Tugas Akhir
Membaca lokakarya wayang kardus taring padi pada rangkaian documenta fifteen periode 2021-2022 melalui perspektif Pablo Helguera
Seni partisipatori berkembang pesat sebagai respons terhadap keterasingan masyarakat dalam praktik seni kontemporer. Di Indonesia, fenomena ini muncul dalam berbagai bentuk, salah satunya adalah lokakarya wayang kardus yang diinisiasi oleh kolektif seni Taring Padi. Penelitian ini bertujuan menganalisis pengelolaan lokakarya wayang kardus melalui perspektif seni partisipatori yang dikembangkan oleh Pablo Helguera (socially engaged art). Pendekatan kualitatif deskriptif digunakan untuk mengeksplorasi dinamika pengelolaan lokakarya, dengan fokus pada enam prinsip Helguera: kolaborasi, transpedagogi, performativitas, dokumentasi, deskilling, dan situasi sosial.
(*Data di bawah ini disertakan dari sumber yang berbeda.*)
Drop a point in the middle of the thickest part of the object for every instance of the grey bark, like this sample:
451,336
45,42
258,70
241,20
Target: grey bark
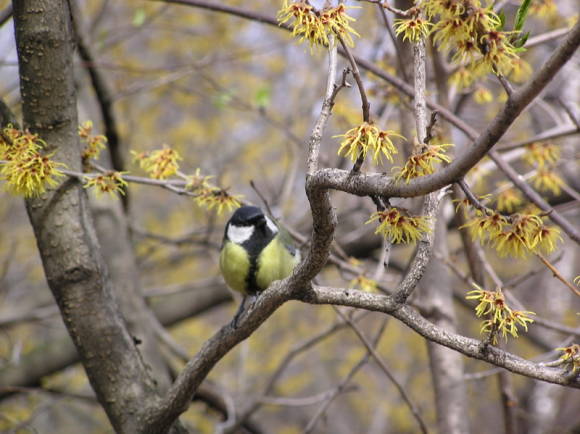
63,227
446,365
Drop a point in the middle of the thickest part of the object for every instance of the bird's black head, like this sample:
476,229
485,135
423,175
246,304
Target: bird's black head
248,216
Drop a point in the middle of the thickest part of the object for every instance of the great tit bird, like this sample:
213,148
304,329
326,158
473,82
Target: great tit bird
254,253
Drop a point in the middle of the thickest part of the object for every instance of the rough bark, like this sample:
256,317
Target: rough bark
63,227
446,366
60,353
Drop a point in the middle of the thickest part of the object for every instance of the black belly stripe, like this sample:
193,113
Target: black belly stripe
254,246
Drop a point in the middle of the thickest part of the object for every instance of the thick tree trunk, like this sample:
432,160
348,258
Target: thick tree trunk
61,218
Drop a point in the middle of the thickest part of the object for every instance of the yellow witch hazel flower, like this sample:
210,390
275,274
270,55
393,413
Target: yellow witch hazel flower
423,163
396,225
218,199
315,26
413,29
485,225
501,318
27,172
94,144
509,198
364,284
111,182
210,196
541,154
527,234
160,164
368,138
482,95
571,356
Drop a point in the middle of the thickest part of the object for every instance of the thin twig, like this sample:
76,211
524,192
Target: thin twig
557,274
341,387
383,366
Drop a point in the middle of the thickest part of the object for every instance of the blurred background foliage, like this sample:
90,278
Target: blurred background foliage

Data dikumpulkan melalui wawancara mendalam dan studi dokumentasi. Hasil penelitian menunjukkan bahwa praktik pengelolaan Taring Padi mencerminkan keenam prinsip Helguera dalam konteks lokal Indonesia. Kolaborasi terlihat melalui kerja kolektif dan distribusi peran yang adil; transpedagogi muncul dalam proses belajar yang setara antara fasilitator dan partisipan; performativitas diwujudkan lewat aksi kreatif di ruang publik; dokumentasi dilakukan sebagai arsip kritis; deskilling memungkinkan inklusi partisipan non-seniman; dan situasi sosial mendorong praktik seni yang kontekstual serta relevan dengan kondisi komunitas. Kesimpulannya, pengelolaan lokakarya wayang kardus Taring Padi mencerminkan model seni yang berakar pada keterlibatan sosial, dengan menekankan distribusi kuasa yang adil, sensitivitas terhadap konteks komunitas, serta keberlanjutan relasi antara seniman dan partisipan.